Лара Продан - Тонкая нить судьбы
– Ушел от возмездия, сволочь! Ушел! Что делать будем, Степан? – орал в кабинете Розов. – Разнарядку не выполняем. Нас за это по головке не погладят!
– Николай Иванович, успокойтесь. Есть у меня мыслишка. Я ведь семью Ухтомских хорошо знаю. Служил у мужа их сестры. Ну вы знаете мое дело – услужливым голосом заговорил Угловатый.
– Ну и что? Не тяни, Степа. Какая мыслишка тебя вдруг посетила? – с некоторым сарказмом спросил Розов.
– Есть еще один Ухтомский, брат Леонида, Алексей. Его возьмем, интеллигента хренова.
– Так чего ты бездействуешь? – обрадовано воскликнул Розов.Глава 14
Поздно вечером в квартире Алексея Ухтомского раздался звонок. Дверь открыла Полина. На пороге стояли Ольга и Лидия. Их лица были заплаканы.
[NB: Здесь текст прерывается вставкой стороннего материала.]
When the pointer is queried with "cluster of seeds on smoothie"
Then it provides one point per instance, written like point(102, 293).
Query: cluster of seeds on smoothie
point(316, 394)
– Леня, Ленечка умер – Ольга прорыдала не успев переступить порог.
– Как умер? От чего? – Полина была ошарашена известием.
Усадив ятровку и ее дочь, она поставила чайник, достала печенье, конфеты, чашки с блюдцами. Накрывая стол, Полина украдкой посматривала на гостей. Ольга осунулась, глаза опухли от непросыхающих слез, взгляд был потерянный. Она постоянно теребила в руках носовой платок, поднося его периодически то к глазам, то к носу. Лидия успокаивала мать. Но и ее глаза были красными от слез и горя… Обе не могли ничего внятно рассказать, их душили рыдания.
– Не плачьте, Ольга, Лидочка, пожалуйста. Я ничего не понимаю – Полина пыталась хоть что-то узнать.
В квартиру позвонили.
– Алеша, наконец-то, у нас Оля с Лидой. Какое горе! – встретила хозяйка квартиры своего мужа с работы.
– Что случилось?!
– Леня умер.
– Как умер? Я с ним два дня назад разговаривал.
– Оля с Лидой что-то говорят про арест, про обыск, но я ничего не смогла понять.
Алексей быстро прошел в кухню. Сноха с племянницей сидели, обнявшись.
– Оля, что случилось? Объясни, пожалуйста, внятно, чтобы мы поняли.
– Теперь все понятно. – глухо сказал Алексей, стискивая свою голову руками – Леня…, бедный брат… А где тело? Его же похоронить надо. – тихим тревожным голосом спросил младший Ухтомский.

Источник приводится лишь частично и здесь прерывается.